# Cutting a taper on a 3" blank



## drummy (Jun 20, 2013)

Getting ready to try to make a oak table. The legs call for a taper from 3" down to 2" on 2 sides. I ran a practice price to see what I needed to do and this is what I found out. Using my table saw and a taper jig the cut went well but my blade could not go high enough to cut all the way through the blank. I used my band saw the finish it.
My question is, is there a better way to do this? Should I just use the band saw? Should I try to flip it over in the taper jig and run it through the table saw again?
Advice need.
Thanks


----------



## Cherryville Chuck (Sep 28, 2010)

You could do them all on the bandsaw. There are lots of woodworkers who would head to it first. You have a jointer to clean the cuts up either way. You could use a different style taper jig to do it on the TS since a 10" saw usually cuts 3 1/8 inches. I am assuming that with the jig you are using the leg sits on top of the jig. You can make one where the leg sits on the TS table and the jig just holds one end 1" farther away from the fence. It would need a projection at the back end (a hook or a stop) to keep the leg from slipping and also to help push the leg through the blade.
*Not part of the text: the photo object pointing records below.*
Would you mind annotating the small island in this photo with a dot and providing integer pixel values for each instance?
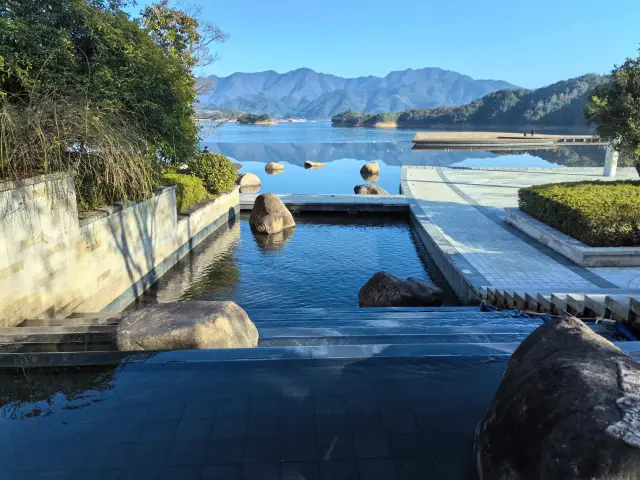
(254, 119)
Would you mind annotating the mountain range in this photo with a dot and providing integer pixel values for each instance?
(308, 94)
(559, 104)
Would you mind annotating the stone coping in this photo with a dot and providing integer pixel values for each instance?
(571, 248)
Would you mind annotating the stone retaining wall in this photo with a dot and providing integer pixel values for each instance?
(53, 264)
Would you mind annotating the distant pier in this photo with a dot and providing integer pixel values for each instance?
(499, 140)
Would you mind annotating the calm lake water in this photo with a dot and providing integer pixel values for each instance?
(345, 150)
(322, 262)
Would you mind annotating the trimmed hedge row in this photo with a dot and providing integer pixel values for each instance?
(599, 214)
(189, 191)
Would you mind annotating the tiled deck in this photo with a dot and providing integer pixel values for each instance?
(463, 210)
(360, 419)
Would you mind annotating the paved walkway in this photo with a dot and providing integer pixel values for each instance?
(466, 207)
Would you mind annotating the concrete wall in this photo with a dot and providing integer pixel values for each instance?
(53, 264)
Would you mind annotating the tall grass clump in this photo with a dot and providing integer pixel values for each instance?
(42, 134)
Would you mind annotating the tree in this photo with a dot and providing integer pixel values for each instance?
(614, 108)
(92, 52)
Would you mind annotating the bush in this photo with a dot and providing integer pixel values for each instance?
(190, 190)
(216, 171)
(599, 214)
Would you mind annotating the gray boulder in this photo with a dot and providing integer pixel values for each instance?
(309, 164)
(269, 215)
(273, 166)
(385, 290)
(190, 325)
(369, 190)
(370, 177)
(248, 180)
(371, 168)
(568, 407)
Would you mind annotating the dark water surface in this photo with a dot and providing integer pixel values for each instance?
(369, 419)
(322, 262)
(345, 150)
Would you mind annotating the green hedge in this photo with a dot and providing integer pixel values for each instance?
(599, 214)
(189, 191)
(216, 171)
Whatever you think would work best for you. There is no real right way or wrong way just a variety of different ways. Besides the ways it can be done with hand tools, I can think of a way to do it with a planer too but it would be a little slower than the bandsaw or table saw.


----------



## drummy (Jun 20, 2013)

Cherryville Chuck said:


> You could do them all on the bandsaw. There are lots of woodworkers who would head to it first. You have a jointer to clean the cuts up either way. You could use a different style taper jig to do it on the TS since a 10" saw usually cuts 3 1/8 inches. I am assuming that with the jig you are using the leg sits on top of the jig. You can make one where the leg sits on the TS table and the jig just holds one end 1" farther away from the fence. It would need a projection at the back end (a hook or a stop) to keep the leg from slipping and also to help push the leg through the blade. Whatever you think would work best for you. There is no real right way or wrong way just a variety of different ways. Besides the ways it can be done with hand tools, I can think of a way to do it with a planer too but it would be a little slower than the bandsaw or table saw.


Your correct about the jig base, it is 3/4. Think I'll use the table saw method where the leg sits on the table.
Thank you


----------



## markristow (May 30, 2011)

I recently had the same problem and decided to investigate and perfect using the jointer to cut the taper. I was using a really hard wood and the technique worked well. There are many online description on how to do this and it is well worth learning.


----------



## neville9999 (Jul 22, 2010)

A Cabinetmaker, like me, would make a box and run them past the Table saw, the box would leave them a small amount over size and then- I would use a hand plane with a sharp blade to clean them up and get them to size, if you were worried about planning them too much then you could make a box for that too. NGM


----------



## drummy (Jun 20, 2013)

markristow said:


> I recently had the same problem and decided to investigate and perfect using the jointer to cut the taper. I was using a really hard wood and the technique worked well. There are many online description on how to do this and it is well worth learning.


Thanks for the info. Don't have a jointer yet but been looking at a Grizzly jointer/planer.


----------



## Cherryville Chuck (Sep 28, 2010)

Sorry Sherwood, when I looked at your profile I saw "joiner" and assumed that's what you have. Is that a biscuit joiner? You'll find that having jointing and planing capability is a real game changer.


----------



## drummy (Jun 20, 2013)

Thanks
Just made a jig for the fence with back end hook and ran 2 through. Worked great.